Long before the Arizona law was proposed, I’d sometimes get asked how I thought America should handle immigration from Mexico. I’d usually cite Edward Abbey’s idea: Catch them at the border. Issue rifles and ammunition, then send them back to Mexico to fix whatever there is about that nation that compelled them to leave it.

The idea has a certain appeal because I, like Abbey, worry about the environmental effects from having too many people in our arid part of the world. Then again, Mexican immigrants are part of the American tradition.
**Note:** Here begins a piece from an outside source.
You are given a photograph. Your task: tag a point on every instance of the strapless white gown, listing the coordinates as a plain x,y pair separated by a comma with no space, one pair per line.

Like my own ancestors, they come to the United States in hopes of a finding a better life. You can’t hate people for that.



I’m enough of a history buff to know that the border between the United States and Mexico is basically just a line drawn by politicians. Every afternoon, when I walk my dog on the east side of the Arkansas River, I’m crossing what was the U.S.-Mexican border for a quarter of a century. The boundary hasn’t always been where it is today. Still, it is a border, and national borders are supposed to mean something.

But what should be done? Neither major political party is going to be of much help here. Republicans may believe in law and order, but it’s also a party that believes in cheap labor, and Democrats are loath to offend any ethnic minority. Consider the options:

*They’re lawbreakers, so round ’em up and send them back to Mexico. Most estimates put the undocumented population at about 12 million people. That’s a lot of people – more than the combined populations of Utah, Nevada, Idaho, New Mexico, Montana, Alaska, North Dakota and Wyoming. Could we hire enough cops, provide enough holding facilities? Could we conduct fair hearings with due process before we transport them south for hundreds of miles? We’re talking about 240,000 busloads of people here, which is an awful lot of buses.

*Build a better fence. Unfortunately, as many have observed, a 10-foot-high border fence just leads to 11-foot ladders. Ignore for a moment the environmental issues that come from fragmenting habitat along the 1,969-mile border, and consider that the Great Wall of China failed to keep Manchu “immigrants” out of the Celestial Kingdom – one of its gates was opened by a disgruntled Ming border officer. Also note that most of the violence along the Arizona-Mexico border comes from drug smugglers – there’s a lot of money to be made in that pursuit. As the Roman orator Marcus Tullius Cicero noted, “There is no fortress so strong that money cannot take it.”

*Penalize employers. The Populists suggested this back in 1892, when their platform denounced “imported pauperized labor” that “beats down wages.” But I’ve been an employer. It did not give me any special expertise in determining whether identification documents were forged, or if an applicant was telling the truth about his birthplace (which I couldn’t ask about anyway, since it’s illegal to discriminate on the basis of national origin). It’s not hard to imagine how a lot more employment discrimination could develop if there was more enforcement aimed at employers.

So I don’t see any realistic near-term solution to America’s immigration issues. But I do have one suggestion for Arizona: Instead of demanding documents only from suspected illegal immigrants, the state should demand documents from everyone – even if you’re blond and blue-eyed and have no trace of an accent. You’d still need to produce proof of citizenship to check out a library book or to pay a water bill.

This approach would avoid even a hint of racial or ethnic profiling, so there would be no reason to boycott the state on that account. And eventually Arizona’s beleaguered residents, tired of producing their citizenship papers on a daily basis, would put serious pressure on the Legislature or else mount a repeal initiative.

For as Ulysses S. Grant stated in his first inaugural address, “I know of no method to secure the repeal of bad or obnoxious laws so effective as their stringent execution.” Let’s support some “stringent execution” in Arizona, and see how long that law lasts.

Ed Quillen is a contributor to Writers on the Range, a service of High Country News (hcn.org). He writes in Denver, Colorado.